Warner: Campaigns should start reporting foreign contacts to FBI

Warner: Campaigns should start reporting foreign contacts to FBI
© Greg Nash

Sen. Mark WarnerMark Robert WarnerSenate Republicans muscle through rules for Trump trial Hillicon Valley: Apple, Barr clash over Pensacola shooter's phone | Senate bill would boost Huawei alternatives | DHS orders agencies to fix Microsoft vulnerability | Chrome to phase out tracking cookies Senators offer bill to create alternatives to Huawei in 5G tech MORE (D-Va.) argued Thursday that while special counsel Robert MuellerRobert (Bob) Swan MuellerSchiff: Trump acquittal in Senate trial would not signal a 'failure' Jeffries blasts Trump for attack on Thunberg at impeachment hearing Live coverage: House Judiciary to vote on impeachment after surprise delay MORE did not establish that the Trump campaign conspired with Russia during the 2016 election, extensive foreign contacts in future elections should be considered conspiracy.

Warner, the top Democrat on the Senate Intelligence Committee, weighed in on the findings from Mueller's special counsel probe during a Brookings Institution event while touting his Senate panel's own probe into Russia's election interference, calling it “the last remaining bipartisan investigation there is.”


“I will accept Bob Mueller’s version that even though there were 100 contacts between Russians and the Trump Organization or the Trump campaign, even though the Trump campaign manager gave classified or secret polling data to a known Russian agent, even though Roger StoneRoger Jason StoneAuthorities prepared to hand over Roger Stone records to media: report Bannon: 'We need the Republican establishment on board' to reelect Trump 2019 in Photos: 35 pictures in politics MORE acted as a conduit for WikiLeaks to dump hacked emails ... even if all of that didn’t rise to the level of conspiracy charge, on a going-forward basis, it should," Warner said.

Going forward, Warner argued that campaigns should have an “affirmative obligation” to report to the FBI any contacts with foreign officials or entities like those detailed in Mueller's report. He also called on Congress to pass election security legislation such as the Secure Elections Act, which didn’t see action last Congress.

“The fact that we haven’t said to states that if you want federal money, you have got to have a paper trail … that is crazy that we don’t put rules in place,” Warner said.

Warner said that were it to be reintroduced, the Secure Elections Act “would get 85 votes on the floor of the U.S. Senate today if we didn’t have the White House and Mitch McConnellAddison (Mitch) Mitchell McConnellThe Hill's Morning Report - House prosecutes Trump as 'lawless,' 'corrupt' Tensions between McConnell and Schumer run high as trial gains momentum No. 2 GOP leader eyes Wednesday of next week for possible votes on witnesses MORE trying to impede it from even getting to the floor.”

The bill, which had bipartisan support from co-sponsors including Sens.
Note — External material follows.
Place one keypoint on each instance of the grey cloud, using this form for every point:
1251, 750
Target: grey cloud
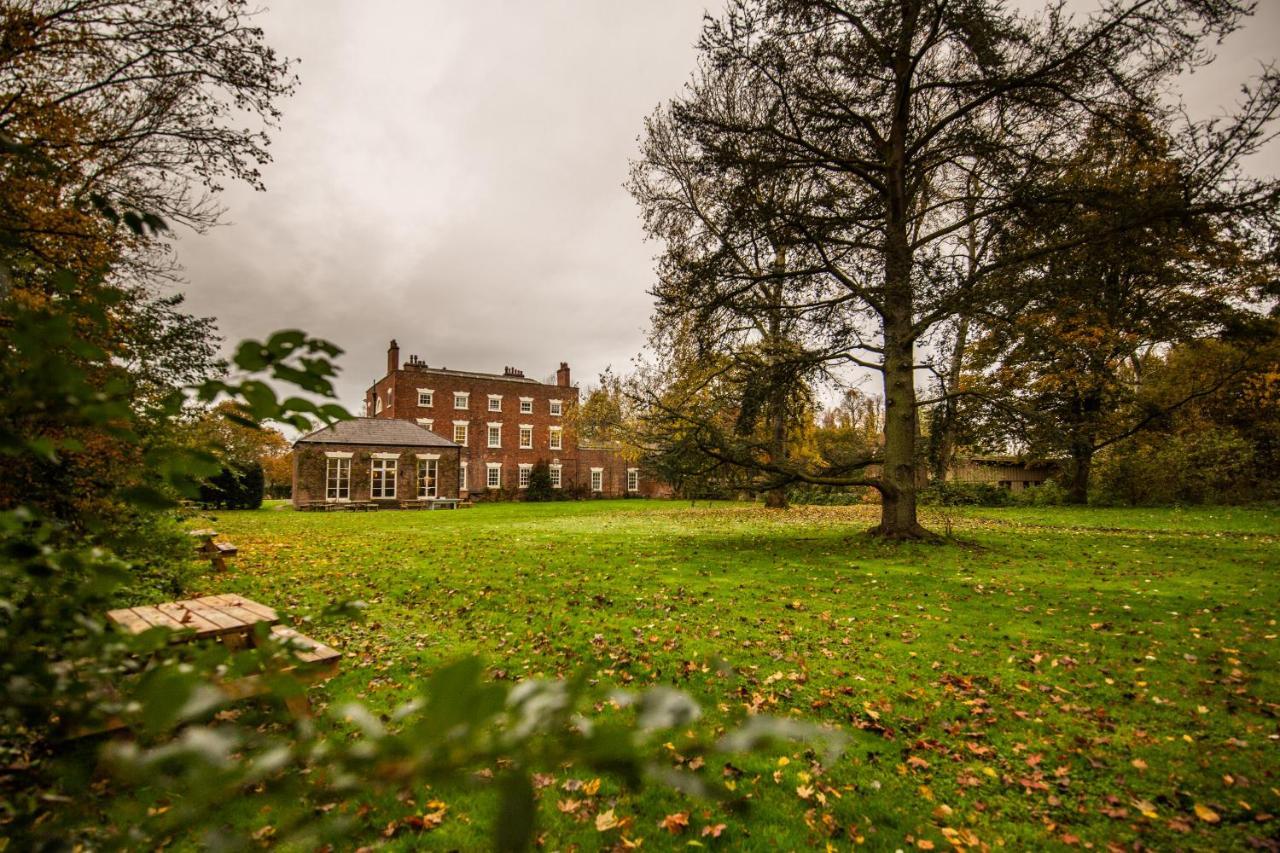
451, 174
Amy KlobucharAmy Jean KlobucharBiden leads Sanders by 7 in new national poll Sanders joins Biden atop 2020 Democratic field: poll The Hill's Morning Report - Trump trial begins with clashes, concessions MORE (D-Minn.) and James LankfordJames Paul LankfordDemocrats sound election security alarm after Russia's Burisma hack Enes Kanter sees political stardom — after NBA and WWE 2020 predictions: Trump will lose — if not in the Senate, then with the voters MORE (R-Okla.) in the last Congress, would have given states more resources to protect their voting systems, among other provisions.

Warner cited not having election security legislation as encouraging foreign countries such as Russia and China to interfere in U.S. elections, as this “shows we’re not doing enough to even protect our own values and protect our own systems.”

During his Brookings appearance Thursday, Warner also sounded the alarm around cyber espionage threats from China and called for a new trade-deal effort that included language aimed at cutting down on these types of threats.

Warner criticized President TrumpDonald John TrumpMnuchin knocks Greta Thunberg's activism: Study economics and then 'come back' to us The Hill's Morning Report - House prosecutes Trump as 'lawless,' 'corrupt' What to watch for on Day 3 of Senate impeachment trial MORE for his “insatiable effort to declare victory even when there might not be a victory in hand,” predicting it could lead to a trade deal with China that may not address questions around intellectual property.

“In a world that moves increasingly at internet speed, we can’t wait until we have all the answers to wake up to this challenge,” Warner said of the threats posed by China. “We have to figure out how to protect ourselves, how to compete, and how to make sure that we are able to take advantage in a global landscape with China increasingly important to us, because the one thing we do know is that China has a plan.”